The murders committed by Charles Manson and his followers — better known as his “family” — 50 years ago continue to mesmerize those fascinated by the true crime horror of the slaughter of pregnant actress Sharon Tate and three others. This May, Charlie Says, a new film that explores the aftermath of those murders, is being released.
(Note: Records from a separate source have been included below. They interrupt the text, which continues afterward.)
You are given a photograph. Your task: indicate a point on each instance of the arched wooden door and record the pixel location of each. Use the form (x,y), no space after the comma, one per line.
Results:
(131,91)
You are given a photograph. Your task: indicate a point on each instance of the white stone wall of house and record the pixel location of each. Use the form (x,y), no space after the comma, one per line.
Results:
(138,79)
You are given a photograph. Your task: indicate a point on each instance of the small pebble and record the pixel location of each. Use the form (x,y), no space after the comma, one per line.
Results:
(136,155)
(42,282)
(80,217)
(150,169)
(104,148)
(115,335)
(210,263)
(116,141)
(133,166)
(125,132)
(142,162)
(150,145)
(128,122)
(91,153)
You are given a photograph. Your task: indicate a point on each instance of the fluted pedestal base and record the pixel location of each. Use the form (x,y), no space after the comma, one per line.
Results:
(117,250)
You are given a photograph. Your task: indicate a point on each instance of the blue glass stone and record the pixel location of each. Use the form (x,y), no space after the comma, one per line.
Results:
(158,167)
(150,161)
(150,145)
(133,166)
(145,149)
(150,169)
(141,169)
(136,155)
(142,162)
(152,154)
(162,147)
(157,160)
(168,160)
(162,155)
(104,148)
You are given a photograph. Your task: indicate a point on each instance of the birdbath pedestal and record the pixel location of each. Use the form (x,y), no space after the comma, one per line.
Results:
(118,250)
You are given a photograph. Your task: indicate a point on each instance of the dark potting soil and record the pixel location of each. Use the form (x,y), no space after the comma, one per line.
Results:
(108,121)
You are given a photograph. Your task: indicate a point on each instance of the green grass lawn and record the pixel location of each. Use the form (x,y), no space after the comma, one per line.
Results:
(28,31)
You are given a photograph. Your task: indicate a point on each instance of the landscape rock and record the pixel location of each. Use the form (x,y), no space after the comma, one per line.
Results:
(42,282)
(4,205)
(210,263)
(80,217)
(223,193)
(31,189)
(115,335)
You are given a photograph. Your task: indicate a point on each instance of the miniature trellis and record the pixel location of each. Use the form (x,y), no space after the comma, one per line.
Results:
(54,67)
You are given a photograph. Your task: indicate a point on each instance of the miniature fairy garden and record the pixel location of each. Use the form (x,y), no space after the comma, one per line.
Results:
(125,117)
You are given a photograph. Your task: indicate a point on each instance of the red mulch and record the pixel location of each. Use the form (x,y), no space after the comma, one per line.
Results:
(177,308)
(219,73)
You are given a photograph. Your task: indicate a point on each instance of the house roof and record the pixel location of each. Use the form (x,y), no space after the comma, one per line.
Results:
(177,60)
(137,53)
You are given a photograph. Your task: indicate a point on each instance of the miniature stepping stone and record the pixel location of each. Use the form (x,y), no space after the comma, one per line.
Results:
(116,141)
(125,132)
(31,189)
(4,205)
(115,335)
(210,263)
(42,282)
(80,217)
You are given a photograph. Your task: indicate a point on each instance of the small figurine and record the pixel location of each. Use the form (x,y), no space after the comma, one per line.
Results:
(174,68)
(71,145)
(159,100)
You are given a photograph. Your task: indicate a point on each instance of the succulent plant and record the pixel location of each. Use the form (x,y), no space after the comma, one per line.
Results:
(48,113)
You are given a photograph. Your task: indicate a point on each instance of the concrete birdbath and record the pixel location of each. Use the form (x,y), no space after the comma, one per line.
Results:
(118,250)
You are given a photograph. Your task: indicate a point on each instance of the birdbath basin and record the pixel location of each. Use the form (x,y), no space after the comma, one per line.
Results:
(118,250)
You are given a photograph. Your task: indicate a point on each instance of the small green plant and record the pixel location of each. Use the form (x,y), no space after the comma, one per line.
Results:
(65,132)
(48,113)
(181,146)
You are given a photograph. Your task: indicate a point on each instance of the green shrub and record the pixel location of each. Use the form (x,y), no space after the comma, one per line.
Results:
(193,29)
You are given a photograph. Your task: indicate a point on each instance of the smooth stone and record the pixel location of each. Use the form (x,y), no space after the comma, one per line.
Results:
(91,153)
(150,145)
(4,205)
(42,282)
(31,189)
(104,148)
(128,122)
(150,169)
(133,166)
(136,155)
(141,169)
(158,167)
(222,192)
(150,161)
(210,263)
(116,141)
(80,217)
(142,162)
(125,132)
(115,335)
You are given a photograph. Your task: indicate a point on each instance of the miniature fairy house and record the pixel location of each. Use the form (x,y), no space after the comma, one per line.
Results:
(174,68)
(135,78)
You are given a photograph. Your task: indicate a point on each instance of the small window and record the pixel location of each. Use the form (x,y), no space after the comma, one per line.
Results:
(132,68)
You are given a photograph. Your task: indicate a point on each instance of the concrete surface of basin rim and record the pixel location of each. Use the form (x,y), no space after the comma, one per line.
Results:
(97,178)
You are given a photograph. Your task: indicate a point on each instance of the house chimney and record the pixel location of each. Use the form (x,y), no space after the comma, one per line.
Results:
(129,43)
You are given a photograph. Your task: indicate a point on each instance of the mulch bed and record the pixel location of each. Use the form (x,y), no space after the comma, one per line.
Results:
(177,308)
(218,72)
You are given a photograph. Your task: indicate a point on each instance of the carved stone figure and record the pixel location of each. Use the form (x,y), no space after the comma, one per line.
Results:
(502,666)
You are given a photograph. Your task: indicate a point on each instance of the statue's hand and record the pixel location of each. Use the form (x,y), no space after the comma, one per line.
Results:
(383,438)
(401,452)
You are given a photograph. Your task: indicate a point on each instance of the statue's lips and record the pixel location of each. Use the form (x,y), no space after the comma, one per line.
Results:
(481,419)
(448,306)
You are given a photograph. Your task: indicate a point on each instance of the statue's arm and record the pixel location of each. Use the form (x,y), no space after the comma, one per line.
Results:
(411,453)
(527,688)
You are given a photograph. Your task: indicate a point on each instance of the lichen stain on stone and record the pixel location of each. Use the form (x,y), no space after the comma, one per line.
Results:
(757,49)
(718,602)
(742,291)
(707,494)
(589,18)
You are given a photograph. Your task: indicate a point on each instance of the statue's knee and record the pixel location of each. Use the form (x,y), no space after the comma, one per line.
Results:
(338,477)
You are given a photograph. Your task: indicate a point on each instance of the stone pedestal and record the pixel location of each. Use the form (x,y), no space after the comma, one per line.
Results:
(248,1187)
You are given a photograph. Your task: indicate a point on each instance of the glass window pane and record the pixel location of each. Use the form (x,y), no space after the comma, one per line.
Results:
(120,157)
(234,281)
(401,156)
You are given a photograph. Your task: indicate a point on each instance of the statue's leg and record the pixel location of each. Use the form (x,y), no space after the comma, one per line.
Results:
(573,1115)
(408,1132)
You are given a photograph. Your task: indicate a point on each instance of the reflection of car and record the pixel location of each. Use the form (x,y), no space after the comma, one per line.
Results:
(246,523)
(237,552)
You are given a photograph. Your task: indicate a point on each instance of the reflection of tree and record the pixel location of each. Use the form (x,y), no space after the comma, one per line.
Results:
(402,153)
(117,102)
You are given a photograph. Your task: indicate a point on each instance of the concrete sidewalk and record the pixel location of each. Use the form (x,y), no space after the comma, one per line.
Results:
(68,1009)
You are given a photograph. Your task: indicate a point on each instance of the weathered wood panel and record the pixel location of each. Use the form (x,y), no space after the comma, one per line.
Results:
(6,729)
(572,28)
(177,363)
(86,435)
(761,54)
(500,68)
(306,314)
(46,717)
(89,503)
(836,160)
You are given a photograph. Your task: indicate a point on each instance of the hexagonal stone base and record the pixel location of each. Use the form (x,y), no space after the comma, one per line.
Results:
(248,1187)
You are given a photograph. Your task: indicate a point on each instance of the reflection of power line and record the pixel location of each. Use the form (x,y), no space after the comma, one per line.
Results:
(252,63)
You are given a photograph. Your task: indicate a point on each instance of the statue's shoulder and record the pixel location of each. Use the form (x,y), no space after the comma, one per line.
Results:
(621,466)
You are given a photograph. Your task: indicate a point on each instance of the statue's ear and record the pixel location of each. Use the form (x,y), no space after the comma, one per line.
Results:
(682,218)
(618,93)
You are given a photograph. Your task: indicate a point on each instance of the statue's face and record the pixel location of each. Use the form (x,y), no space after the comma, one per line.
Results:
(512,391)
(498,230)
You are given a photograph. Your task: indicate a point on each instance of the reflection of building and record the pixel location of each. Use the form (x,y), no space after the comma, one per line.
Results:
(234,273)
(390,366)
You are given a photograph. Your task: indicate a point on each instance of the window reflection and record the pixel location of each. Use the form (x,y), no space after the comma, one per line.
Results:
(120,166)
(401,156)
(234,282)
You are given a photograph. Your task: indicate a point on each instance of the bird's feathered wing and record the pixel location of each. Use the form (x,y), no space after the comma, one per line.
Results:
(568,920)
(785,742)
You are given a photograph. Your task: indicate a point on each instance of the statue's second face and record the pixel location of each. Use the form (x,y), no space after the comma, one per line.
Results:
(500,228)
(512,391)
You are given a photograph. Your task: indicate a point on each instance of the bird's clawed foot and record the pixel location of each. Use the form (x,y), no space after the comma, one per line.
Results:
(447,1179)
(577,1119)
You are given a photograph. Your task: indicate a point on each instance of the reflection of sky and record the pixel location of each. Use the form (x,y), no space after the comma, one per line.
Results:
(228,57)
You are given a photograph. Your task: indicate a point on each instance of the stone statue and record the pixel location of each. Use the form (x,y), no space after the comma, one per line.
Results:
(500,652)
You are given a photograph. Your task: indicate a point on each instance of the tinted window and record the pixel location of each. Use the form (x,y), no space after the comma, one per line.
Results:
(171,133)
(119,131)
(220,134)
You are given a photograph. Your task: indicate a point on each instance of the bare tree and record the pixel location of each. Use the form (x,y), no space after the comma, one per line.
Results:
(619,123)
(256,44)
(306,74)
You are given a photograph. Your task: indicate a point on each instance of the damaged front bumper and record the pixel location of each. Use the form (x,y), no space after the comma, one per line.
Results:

“Years after the shocking murders that made the name Charles Manson synonymous with pure evil,” offers the film’s distributor, IFC, “the three women who killed for him — Leslie Van Houten (Hannah Murray), Patricia Krenwinkel (Sosie Bacon), and Susan Atkins (Marianne Rendón) — remain under the spell of the infamous cult leader (Matt Smith). Confined to an isolated cellblock in a California penitentiary, the trio seem destined to live out the rest of their lives under the delusion that their crimes were part of a cosmic plan — until empathetic graduate student Karlene Faith (Merritt Wever) is enlisted to rehabilitate them. Convinced the prisoners are not the inhuman monsters the world believes them to be, Karlene begins the arduous process of breaking down the psychological barriers erected by Manson. But are the women ready to confront the horror of what they did? Boundary-pushing auteur Mary Harron (American Psycho, I Shot Andy Warhol) presents a provocative new perspective on one of the most notorious crimes of the 20th century.”
In an interview with TheUpcoming.com in England, screenwriter Guinevere Turner and director Mary Harron were asked why they wanted to make this film. “I was hired to write a film about the Manson girls — I can’t stand those two words together, considering they are women in their ’60s who have been in prison for 45 years,” says Guinevere. “I did a lot of research and tried to find a new way to tell the story and eventually I came across Karlene Faith and her time teaching them in prison. I thought, ‘This is a great story, this reimagining of a well-trodden territory from a woman’s perspective.'”
Adds Mary, “I was reading it as a friend as I was really intrigued when she said she was going to include the perspective of the women in prison three years after the murders and what happened to them, because no one has covered that. I said if the director who’s attached doesn’t do it, I would be interested. I love the women-in-prison stuff and I find Karlene a really wonderful character.” Needless to say, she ended up taking on the film.
Charlie Says will be released in theaters on May 10 and be available for streaming a week later.